При этих словах Прескот, который до сих пор мерил помещение нетерпеливыми шагами, остановился и внимательно посмотрел на монаха.
— Ты говоришь совершенно серьезно, — отметил военачальник в недоумении, — но как же там мог оказаться мертвец, если он не был повешен? Ты действительно в этом уверен?
— Уверен. Сходите сами и взгляните, милорд. Он, там, потому что какой-то негодяй бросил его туда. Дескать, один лишний труп никого не заинтересует — кому какое дело.
— Выходит, он знал, что здесь будет много покойников.
— Большинство горожан и все в замке знали об этом к ночи. И труп этот подбросили под покровом ночи. Пойдемте, милорд, посмотрите и убедитесь сами.
И Прескот пошел с ним, выказывая несомненные признаки озабоченности и тревоги. Так мог бы вести себя виновный, и кто, как не Прескот, по должности своей знал все, что необходимо было знать преступнику, дабы оградить себя от подозрений...
Тем не менее, выйдя в тесный, окруженный стенами дворик, над которым уже начинал витать запах тления, он вместе с Кадфаэлем опустился на колени возле мертвого тела, а это уже что-то значило.

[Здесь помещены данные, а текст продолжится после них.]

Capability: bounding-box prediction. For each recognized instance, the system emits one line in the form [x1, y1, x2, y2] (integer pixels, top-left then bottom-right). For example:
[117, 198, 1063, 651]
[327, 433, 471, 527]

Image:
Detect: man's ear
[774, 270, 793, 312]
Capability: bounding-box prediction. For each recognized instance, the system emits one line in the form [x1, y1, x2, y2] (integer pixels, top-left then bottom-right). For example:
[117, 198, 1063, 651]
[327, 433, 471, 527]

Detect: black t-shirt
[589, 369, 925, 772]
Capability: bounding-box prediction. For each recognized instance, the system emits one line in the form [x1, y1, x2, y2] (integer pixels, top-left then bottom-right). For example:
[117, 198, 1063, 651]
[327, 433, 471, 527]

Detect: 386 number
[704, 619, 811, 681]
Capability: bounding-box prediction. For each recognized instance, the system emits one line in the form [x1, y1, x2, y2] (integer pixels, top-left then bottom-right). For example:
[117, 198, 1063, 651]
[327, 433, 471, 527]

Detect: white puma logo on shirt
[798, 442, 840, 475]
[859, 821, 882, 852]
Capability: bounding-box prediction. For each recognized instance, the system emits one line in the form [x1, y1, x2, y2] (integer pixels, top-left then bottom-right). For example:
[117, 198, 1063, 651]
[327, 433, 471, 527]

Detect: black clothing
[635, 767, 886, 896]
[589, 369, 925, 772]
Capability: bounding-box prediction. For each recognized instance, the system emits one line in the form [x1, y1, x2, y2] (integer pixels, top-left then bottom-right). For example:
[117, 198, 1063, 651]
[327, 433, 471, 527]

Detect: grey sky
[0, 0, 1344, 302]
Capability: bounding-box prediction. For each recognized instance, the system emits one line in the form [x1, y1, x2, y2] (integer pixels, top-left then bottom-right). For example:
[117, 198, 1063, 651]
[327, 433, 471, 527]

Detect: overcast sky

Убитый был молод. Никакого оружия при нем не было, что не удивительно, — оружие забрали и у всех остальных, в первую очередь содрав с них дорогие кольчуги и латы. Однако одежда убитого наводила на мысль о том, что на нем не было ни кольчуги, ни даже простого защитного кожаного панциря. Одет он был в легкое темное сукно, на ногах сапоги. Так мог бы одеться человек, собравшийся в путь, чтобы ехать налегке, но не замерзать по ночам. На вид ему было не больше двадцати пяти лет, волосы рыжеватые, а круглое лицо, видимо, было миловидным до того, как черты его исказило удушье. Опытные пальцы Кадфаэля сделали всё для того, чтобы хотя бы частично вернуть ему былую благовидность. Веки покойному опустили, чтобы прикрыть выпученные глаза.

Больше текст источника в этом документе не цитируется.